Mambalgins are peptides found in the venom of the black mamba (Dendroaspis polylepis polylepis), an elapid snake. Mambalgins are members of the three-finger toxin (3FTx) protein family and have the characteristic three-finger protein fold. First reported by French researchers in 2012, mambalgins are unusual members of the 3FTx family in that they have the in vivo effect of causing analgesia without apparent toxicity. Their mechanism of action is potent inhibition of acid-sensing ion channels.

Structure 
Mambalgins known to date consist of 57 amino acid residues and fold into a characteristic three-finger toxin (3FTx) structure. Two isoforms were originally described, called mambalgin-1 and mambalgin-2, which differ by a single amino acid residue. A third variant which differs by a single residue at another site, has subsequently been reported from venom profiling of the Eastern green mamba (Dendroaspis augusticeps).

The X-ray structure of mambalgin-1 has been solved and consists of a three-finger protein fold with the typical three beta sheet-containing "finger" loops emanating from a central core stabilized by disulphide bonds; however, the structure differs from most 3FTx proteins in having an elongated second loop and shortened first and third loops. Mambalgins have relatively low sequence similarity to other 3FTx proteins and are most closely related to the 3FTx subclass known as the non-conventional or "weak" toxins.

Function 
Mambalgins are potent inhibitors of acid-sensing ion channels (ASICs), which are multimeric membrane proteins that respond to low pH and whose activation is thought to be involved in perception of pain. Mambalgins have been shown to interact specifically with ASIC subtypes present in the central nervous system (homomeric ASIC1a and heteromeric ASIC1a/ASIC2a or ASIC1a/ASIC2b), as well as those found in sensory neurons (ASIC1b and ASIC1a/ASIC1b). They have no effect on other ASICs or on other types of ion channel proteins. These interactions are likely mediated in part by mambalgins' positive electrostatic potential facilitating binding to negatively charged ASICs. Mambalgins are believed to trap ASICs in a closed conformation.

In tests performed on laboratory mice, mambalgins have the in vivo effect of analgesia without the toxic effects seen with most 3FTx proteins, and in particular, without the clinical manifestations associated with inhibition of nicotinic acetylcholine receptors, the targets of most 3FTx proteins including mambalgins' closest relatives. Furthermore, the analgesic effects of mambalgins does not confer side effects such as respiratory depression and drug tolerance, both associated with opioid analgesics.

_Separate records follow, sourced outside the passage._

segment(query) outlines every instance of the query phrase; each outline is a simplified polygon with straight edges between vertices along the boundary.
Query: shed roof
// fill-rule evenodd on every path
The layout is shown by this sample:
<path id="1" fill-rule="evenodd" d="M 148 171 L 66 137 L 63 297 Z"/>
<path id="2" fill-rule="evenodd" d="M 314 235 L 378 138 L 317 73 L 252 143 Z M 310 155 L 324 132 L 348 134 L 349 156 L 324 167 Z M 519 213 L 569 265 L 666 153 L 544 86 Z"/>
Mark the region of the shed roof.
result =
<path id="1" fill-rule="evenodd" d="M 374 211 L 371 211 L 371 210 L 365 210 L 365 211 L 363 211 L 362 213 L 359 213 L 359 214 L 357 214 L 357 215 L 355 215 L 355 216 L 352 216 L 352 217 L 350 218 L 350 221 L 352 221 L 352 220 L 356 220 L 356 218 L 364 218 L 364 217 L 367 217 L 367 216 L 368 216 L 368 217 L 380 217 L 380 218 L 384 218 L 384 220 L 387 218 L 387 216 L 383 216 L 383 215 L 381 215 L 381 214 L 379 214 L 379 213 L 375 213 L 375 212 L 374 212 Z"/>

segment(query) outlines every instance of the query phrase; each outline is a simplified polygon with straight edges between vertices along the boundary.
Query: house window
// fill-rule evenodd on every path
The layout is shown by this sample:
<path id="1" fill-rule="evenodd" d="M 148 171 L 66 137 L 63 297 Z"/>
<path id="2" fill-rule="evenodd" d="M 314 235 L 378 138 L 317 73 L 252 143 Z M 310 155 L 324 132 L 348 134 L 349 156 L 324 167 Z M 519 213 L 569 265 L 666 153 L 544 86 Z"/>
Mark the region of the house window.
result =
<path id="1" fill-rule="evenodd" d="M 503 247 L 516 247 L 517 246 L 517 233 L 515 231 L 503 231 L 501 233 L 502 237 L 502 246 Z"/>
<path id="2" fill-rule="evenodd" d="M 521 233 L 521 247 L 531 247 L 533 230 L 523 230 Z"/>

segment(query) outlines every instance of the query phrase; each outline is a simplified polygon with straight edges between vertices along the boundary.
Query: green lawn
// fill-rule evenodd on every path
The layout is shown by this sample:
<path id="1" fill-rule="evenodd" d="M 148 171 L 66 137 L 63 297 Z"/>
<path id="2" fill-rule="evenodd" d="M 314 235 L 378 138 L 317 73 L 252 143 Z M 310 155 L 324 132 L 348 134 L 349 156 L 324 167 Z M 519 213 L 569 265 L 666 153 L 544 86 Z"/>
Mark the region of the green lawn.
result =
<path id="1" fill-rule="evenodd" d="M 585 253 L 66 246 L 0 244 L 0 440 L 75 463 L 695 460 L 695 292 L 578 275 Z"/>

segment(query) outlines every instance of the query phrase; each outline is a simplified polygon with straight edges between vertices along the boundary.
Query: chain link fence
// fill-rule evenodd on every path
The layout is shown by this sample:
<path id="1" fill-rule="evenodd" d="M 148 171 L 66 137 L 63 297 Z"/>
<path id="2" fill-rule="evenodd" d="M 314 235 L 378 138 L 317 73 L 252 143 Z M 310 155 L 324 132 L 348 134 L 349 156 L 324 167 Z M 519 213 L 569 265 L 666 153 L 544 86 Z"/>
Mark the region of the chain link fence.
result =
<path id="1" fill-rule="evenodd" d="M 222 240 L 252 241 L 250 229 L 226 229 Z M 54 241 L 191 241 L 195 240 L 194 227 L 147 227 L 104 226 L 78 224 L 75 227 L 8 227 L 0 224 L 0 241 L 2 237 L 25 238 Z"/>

In addition to mambalgins, at least three other peptides from three different taxa have been identified as interacting with ASICs: PcTx1, from the South American tarantula Psalmopoeus cambridgei; APETx2, from the sea anemone Anthopleura elegantissima; and MitTx, a heterodimer from the snake Micrurus tener tener. PcTx1 and APETx2, like mambalgins, are ASIC inhibitors, albeit with different subtype specificities; MitTx is an activator associated with causing pain in vivo. The four proteins have no detectable sequence similarity. The natural function of ASIC-inhibiting analgesic peptides is unclear, as all are produced by predator animals yet have no known toxic effects on the corresponding prey.

Applications
In laboratory experiments using laboratory mice, mambalgins appear to exert clinically significant analgesic effects without the side effects typically associated with opioid analgesics. Although this property has attracted interest as a basis for development of pharmaceutical drugs, mambalgins or their derivatives are not in clinical use.